🤖 AI Summary
Existing fake news detection models suffer from noisy, low-veracity training data—particularly in the video modality. To address this, we introduce Official-NV, the first high-quality multimodal fake news detection dataset curated exclusively from official news sources; it is expanded via LLM-generated candidates refined by human verification, substantially improving data credibility and annotation accuracy. Methodologically, we propose OFNVD, a GLU-enhanced cross-modal Transformer that enables fine-grained feature extraction and dynamic, adaptive inter-modal aggregation. Extensive experiments demonstrate that OFNVD achieves significant improvements over state-of-the-art baselines across multiple benchmarks.
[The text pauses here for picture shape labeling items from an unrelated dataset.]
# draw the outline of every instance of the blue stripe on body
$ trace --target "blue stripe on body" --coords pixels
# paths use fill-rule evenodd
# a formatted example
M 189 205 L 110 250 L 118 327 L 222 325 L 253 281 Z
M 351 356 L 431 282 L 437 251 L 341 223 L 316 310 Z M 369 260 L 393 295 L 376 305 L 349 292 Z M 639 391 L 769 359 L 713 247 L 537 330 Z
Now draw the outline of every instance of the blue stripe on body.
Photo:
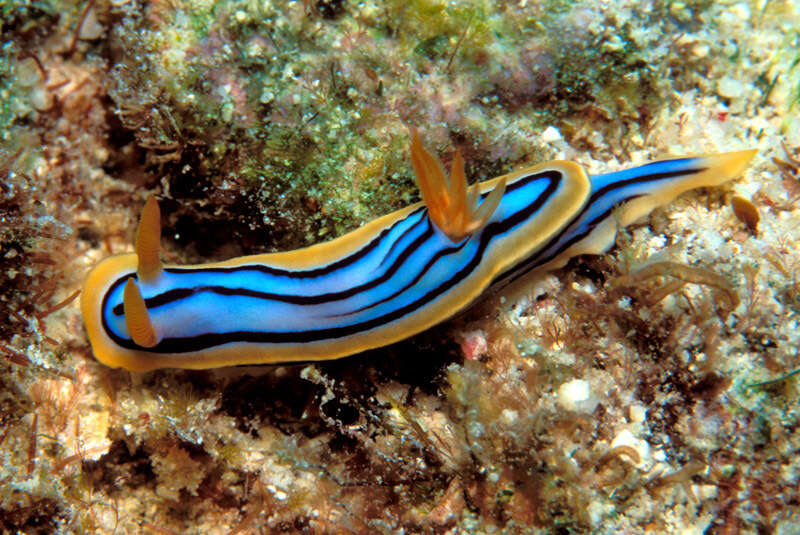
M 550 262 L 571 245 L 588 236 L 597 225 L 612 215 L 616 206 L 625 201 L 651 194 L 659 184 L 683 180 L 704 170 L 701 158 L 677 158 L 613 173 L 590 175 L 592 193 L 583 210 L 545 247 L 498 277 L 497 283 L 508 284 Z
M 490 222 L 459 244 L 453 244 L 435 229 L 426 217 L 427 212 L 414 212 L 393 223 L 383 243 L 377 244 L 368 254 L 350 265 L 317 277 L 298 279 L 295 272 L 270 267 L 266 269 L 268 273 L 246 268 L 232 271 L 169 268 L 157 285 L 152 288 L 142 285 L 146 300 L 157 300 L 157 294 L 162 292 L 192 292 L 198 287 L 246 289 L 282 298 L 315 297 L 315 291 L 341 293 L 380 279 L 392 269 L 394 271 L 387 280 L 366 290 L 311 304 L 256 296 L 220 295 L 217 291 L 207 290 L 153 308 L 148 304 L 153 324 L 172 338 L 162 340 L 150 351 L 177 351 L 176 347 L 185 351 L 197 350 L 198 346 L 211 343 L 206 340 L 221 340 L 217 335 L 226 333 L 230 335 L 224 337 L 228 341 L 231 338 L 234 341 L 255 339 L 259 338 L 256 335 L 265 333 L 281 340 L 291 338 L 293 333 L 324 339 L 372 328 L 381 322 L 413 313 L 468 278 L 484 257 L 492 258 L 493 249 L 501 245 L 503 237 L 524 226 L 559 187 L 563 187 L 560 178 L 547 173 L 520 177 L 507 186 Z M 535 210 L 526 212 L 531 207 Z M 521 218 L 523 212 L 525 217 Z M 395 244 L 398 237 L 401 243 Z M 400 267 L 396 268 L 398 265 Z M 279 271 L 284 271 L 284 274 L 277 274 Z M 458 278 L 454 280 L 454 277 Z M 116 288 L 107 295 L 103 317 L 109 335 L 120 345 L 133 348 L 135 345 L 127 336 L 124 316 L 112 312 L 115 308 L 121 310 L 122 286 L 127 278 L 121 277 L 115 283 Z M 186 349 L 188 346 L 181 340 L 190 339 L 194 340 L 194 345 Z

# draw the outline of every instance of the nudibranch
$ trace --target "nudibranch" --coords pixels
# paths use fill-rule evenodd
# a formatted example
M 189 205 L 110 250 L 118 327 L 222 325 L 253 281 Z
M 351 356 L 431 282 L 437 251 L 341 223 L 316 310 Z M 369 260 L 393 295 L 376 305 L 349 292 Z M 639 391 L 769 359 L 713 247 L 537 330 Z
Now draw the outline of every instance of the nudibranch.
M 721 184 L 755 151 L 675 158 L 589 176 L 553 161 L 467 187 L 412 131 L 423 202 L 335 240 L 197 266 L 162 266 L 160 213 L 142 212 L 135 253 L 88 275 L 81 312 L 112 367 L 212 368 L 335 359 L 419 333 L 492 285 L 610 248 L 617 228 L 680 193 Z

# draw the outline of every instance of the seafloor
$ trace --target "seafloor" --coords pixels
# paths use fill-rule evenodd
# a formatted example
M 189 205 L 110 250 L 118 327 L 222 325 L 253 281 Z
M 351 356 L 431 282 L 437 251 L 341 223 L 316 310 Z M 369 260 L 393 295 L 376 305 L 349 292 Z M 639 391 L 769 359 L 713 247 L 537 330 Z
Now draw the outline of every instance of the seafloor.
M 800 5 L 0 0 L 0 532 L 800 533 Z M 136 374 L 73 298 L 475 180 L 756 148 L 602 256 L 329 363 Z

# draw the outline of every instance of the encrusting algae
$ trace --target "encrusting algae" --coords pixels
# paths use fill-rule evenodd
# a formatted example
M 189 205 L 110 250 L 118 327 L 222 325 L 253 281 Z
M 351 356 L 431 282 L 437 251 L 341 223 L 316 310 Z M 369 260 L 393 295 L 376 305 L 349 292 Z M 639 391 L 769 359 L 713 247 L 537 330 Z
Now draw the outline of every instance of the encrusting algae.
M 0 12 L 0 532 L 794 531 L 796 3 Z M 417 199 L 406 125 L 478 180 L 759 153 L 609 253 L 387 348 L 94 361 L 76 290 L 150 194 L 170 263 L 316 243 Z

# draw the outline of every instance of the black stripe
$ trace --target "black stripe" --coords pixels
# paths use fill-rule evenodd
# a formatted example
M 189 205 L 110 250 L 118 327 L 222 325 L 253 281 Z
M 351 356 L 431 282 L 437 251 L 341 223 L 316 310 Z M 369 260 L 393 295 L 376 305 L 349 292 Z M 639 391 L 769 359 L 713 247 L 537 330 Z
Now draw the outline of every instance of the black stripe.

This work contributes (1) an authoritative, reproducible multimodal benchmark dataset grounded in verified information sources, and (2) a new strong baseline for trustworthy news analysis—thereby establishing foundational resources—both data and model—for robust multimodal misinformation detection.
📝 Abstract
News media, especially video news media, have penetrated into every aspect of daily life, which also brings the risk of fake news. Therefore, multimodal fake news detection has recently garnered increased attention. However, the existing datasets are comprised of user-uploaded videos and contain an excess amounts of superfluous data, which introduces noise into the model training process. To address this issue, we construct a dataset named Official-NV, comprising officially published news videos. The crawl officially published videos are augmented through the use of LLMs-based generation and manual verification, thereby expanding the dataset. We also propose a new baseline model called OFNVD, which captures key information from multimodal features through a GLU attention mechanism and performs feature enhancement and modal aggregation via a cross-modal Transformer. Benchmarking the dataset and baselines demonstrates the effectiveness of our model in multimodal news detection.